Markobi, bu pazarlama desteğini KOBİlere sağlayabilmek için bir araç geliştirmiş. Markobimetre denilen ve işletme sahipleriyle yüz yüze yapılan bir mülakatla doldurulan, 70’den fazla sorunun bulunduğu bir anket dolduruluyor. Bu anketin sonucu, arka tarafta üzerinde uzun saatler çalışılarak oluşturulmuş bir algoritmaya göre işletmeye belirli kriterler atıyor ve pazarlama ihtiyaçlarını görsel olarak ifade ediyor.

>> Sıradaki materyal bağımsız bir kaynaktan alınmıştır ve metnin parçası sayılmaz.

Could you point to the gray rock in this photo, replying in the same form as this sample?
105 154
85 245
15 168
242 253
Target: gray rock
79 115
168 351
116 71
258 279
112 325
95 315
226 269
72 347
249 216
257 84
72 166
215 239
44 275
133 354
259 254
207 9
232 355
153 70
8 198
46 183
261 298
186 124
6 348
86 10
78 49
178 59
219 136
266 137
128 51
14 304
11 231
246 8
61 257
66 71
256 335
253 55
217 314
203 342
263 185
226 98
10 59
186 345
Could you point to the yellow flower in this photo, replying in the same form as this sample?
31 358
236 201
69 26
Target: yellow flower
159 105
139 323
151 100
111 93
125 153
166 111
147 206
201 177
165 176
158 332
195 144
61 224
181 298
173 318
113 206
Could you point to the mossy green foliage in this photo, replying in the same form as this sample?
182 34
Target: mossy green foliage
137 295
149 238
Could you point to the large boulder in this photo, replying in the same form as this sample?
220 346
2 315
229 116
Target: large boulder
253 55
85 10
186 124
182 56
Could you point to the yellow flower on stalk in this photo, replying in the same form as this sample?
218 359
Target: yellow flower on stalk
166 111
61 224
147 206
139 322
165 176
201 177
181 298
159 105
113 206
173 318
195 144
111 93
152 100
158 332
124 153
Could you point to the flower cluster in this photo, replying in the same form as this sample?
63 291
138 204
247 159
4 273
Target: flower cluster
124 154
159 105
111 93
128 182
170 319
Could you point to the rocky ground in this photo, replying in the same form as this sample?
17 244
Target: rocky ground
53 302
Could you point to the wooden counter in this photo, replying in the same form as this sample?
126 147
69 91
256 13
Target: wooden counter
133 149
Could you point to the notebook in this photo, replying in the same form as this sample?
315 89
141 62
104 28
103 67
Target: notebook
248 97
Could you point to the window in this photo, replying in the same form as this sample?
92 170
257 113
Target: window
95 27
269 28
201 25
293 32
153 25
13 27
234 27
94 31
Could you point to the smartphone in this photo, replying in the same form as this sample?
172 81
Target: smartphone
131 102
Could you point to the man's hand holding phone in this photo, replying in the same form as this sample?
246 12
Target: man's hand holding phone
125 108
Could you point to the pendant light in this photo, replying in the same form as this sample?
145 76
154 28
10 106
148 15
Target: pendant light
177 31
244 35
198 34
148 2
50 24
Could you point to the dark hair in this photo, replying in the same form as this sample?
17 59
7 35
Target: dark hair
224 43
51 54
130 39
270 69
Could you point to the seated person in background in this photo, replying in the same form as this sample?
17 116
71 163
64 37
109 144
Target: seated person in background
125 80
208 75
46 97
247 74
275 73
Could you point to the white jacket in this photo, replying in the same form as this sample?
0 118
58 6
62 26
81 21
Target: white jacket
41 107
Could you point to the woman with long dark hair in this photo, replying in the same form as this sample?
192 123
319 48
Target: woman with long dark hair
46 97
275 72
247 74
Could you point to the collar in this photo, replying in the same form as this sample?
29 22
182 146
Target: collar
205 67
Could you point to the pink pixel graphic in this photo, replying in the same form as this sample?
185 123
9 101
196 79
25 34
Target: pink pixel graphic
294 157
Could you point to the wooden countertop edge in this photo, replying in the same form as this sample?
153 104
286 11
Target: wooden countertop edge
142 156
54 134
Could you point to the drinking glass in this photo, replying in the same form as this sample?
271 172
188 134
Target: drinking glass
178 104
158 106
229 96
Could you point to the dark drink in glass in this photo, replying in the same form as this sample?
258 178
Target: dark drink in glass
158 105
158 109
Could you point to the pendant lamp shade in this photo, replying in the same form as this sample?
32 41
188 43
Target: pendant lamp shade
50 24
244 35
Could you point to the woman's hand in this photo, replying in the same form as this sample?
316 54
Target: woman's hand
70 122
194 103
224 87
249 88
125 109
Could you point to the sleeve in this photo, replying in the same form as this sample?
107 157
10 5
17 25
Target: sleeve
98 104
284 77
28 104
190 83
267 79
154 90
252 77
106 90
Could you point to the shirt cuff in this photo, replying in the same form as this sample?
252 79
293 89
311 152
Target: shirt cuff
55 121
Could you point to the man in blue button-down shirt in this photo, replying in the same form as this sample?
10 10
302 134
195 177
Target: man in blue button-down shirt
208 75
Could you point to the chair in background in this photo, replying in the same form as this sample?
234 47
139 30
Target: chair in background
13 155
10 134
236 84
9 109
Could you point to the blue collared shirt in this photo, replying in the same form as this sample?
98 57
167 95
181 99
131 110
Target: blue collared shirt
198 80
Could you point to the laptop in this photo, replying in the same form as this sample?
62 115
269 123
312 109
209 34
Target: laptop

Böylece markanın mevcut durumunun analizi, işletme sahibine net bir şekilde ifade edilebiliyor ve hedefler de bu veri sonucu çıkan marka ve yönetim yeterlilik çarkına göre belirlenebiliyor.İşletmeler, Markobi’den tasarım, uygulama, hatta marka tescili gibi çok çeşitli çözümler için hizmet alabiliyor.
Hakan Bayülgen
Yüksek sayıdaki küçük ve orta ölçekli işletmeye paket hizmet verme fikri teoride çok iyi, ancak pratikte oldukça zor bir iş. Markobi bu zor problemi çözebilirse, markalaşan KOBİlerin artması, ülkemizdeki tüm girişim evreni ve yarattığımız markalar adına değerli olacaktır.